55 Year Old CPA With 169 LSAT Sues Baylor Over Admissions Denial, Says His 3.2 GPA Was Earned Before Grade Inflation

Paul Caron:

Following up on my previous post, Baylor Law School Sends Mass Email With Personal Data on Each of its 442 Admitted Students (Apr. 6, 2012): C. Michael Kamps, a CPA who was denied admission to Baylor Law School, has filed an age discrimination lawsuit agains the school based in part on the improperly released data, claiming that his 169 LSAT was higher than 97% of Baylor’s admitted class and that the school failed to take into account the fact that his 3.2 GPA from Texas A&M (Class of 1979) was earned in the days before rampant grade inflation.
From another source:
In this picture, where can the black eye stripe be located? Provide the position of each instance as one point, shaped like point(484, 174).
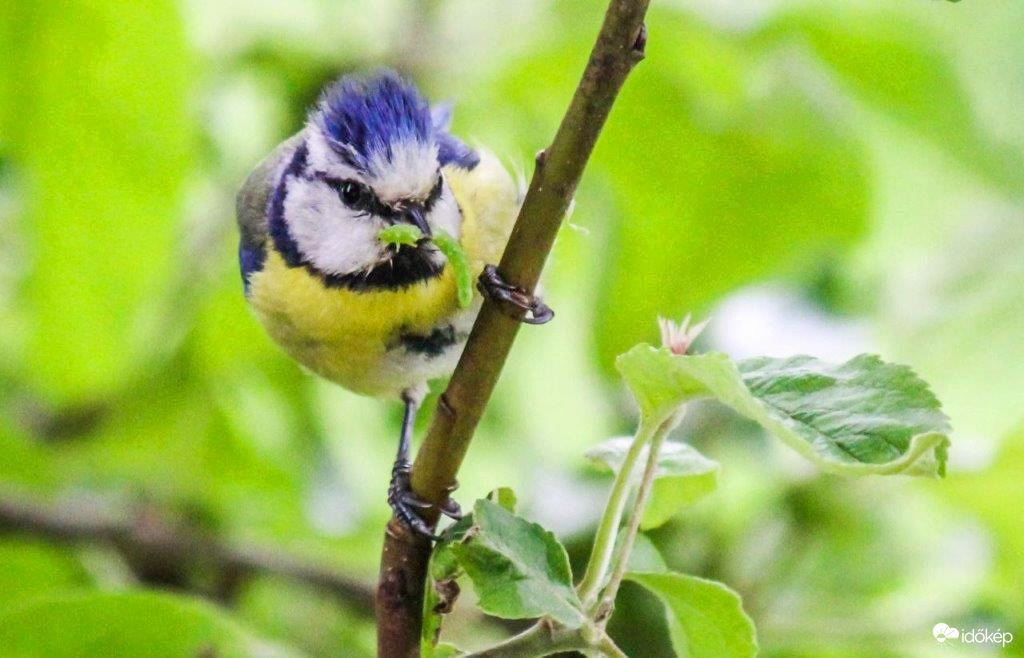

From the complaint (2MB PDF):

Plaintiff, more than thirty years ago, graduated from a major and wel-respected university in the top quarter of his class comprising primarily his similarly aged peers.
Plaintiff first applied to Defendant Baylor University’s Law School in 2009, for the fall quarter commencing in 2010. Plaintiff also applied for a specific merit based scholarship with published and long-established qualifying criteria which Plaintiff met. The candidate pol for this class, and for the scholarship, generally consisted of applicants substantially younger than Plaintiff.
2. Plaintiff expected to be, and insists that he be, allowed to compete on an equal footing with the much younger candidates for admission to Law School and access to merit based scholarships.
Plaintiff expects, and insists, that Defendants judge and evaluate his application as one submitted by a top quarter graduate of a major and wel- respected university.
3. Defendants refuse and insist upon applying disparate standards to older vs. younger candidates. Defendants pretend that these are not disparate standards at all ,but rather one factually neutral and uniform standard.
These standards, as applied by Defendants, are biased with respect to age and are therefore in violation of the Age Discrimination Act of 1975, 42U.S.C.§6101etseq., (“the Act”) and its implementing Regulations at 34C.F.R. Part 10 (“Regulations”). Defendants persist in this practice
even while faced with overwhelming evidence of, and while actually acknowledging, the bias.
Plaintiff scored at the 97th percentile on the Law School Admissions Test (“LSAT”), with a score of 169. Plaintiffs “Baylor Index,” an index calculated by multiplying Plaintiff’s UGPA by a factor of 10 and adding that product to Plaintiffs LSAT score, is 201.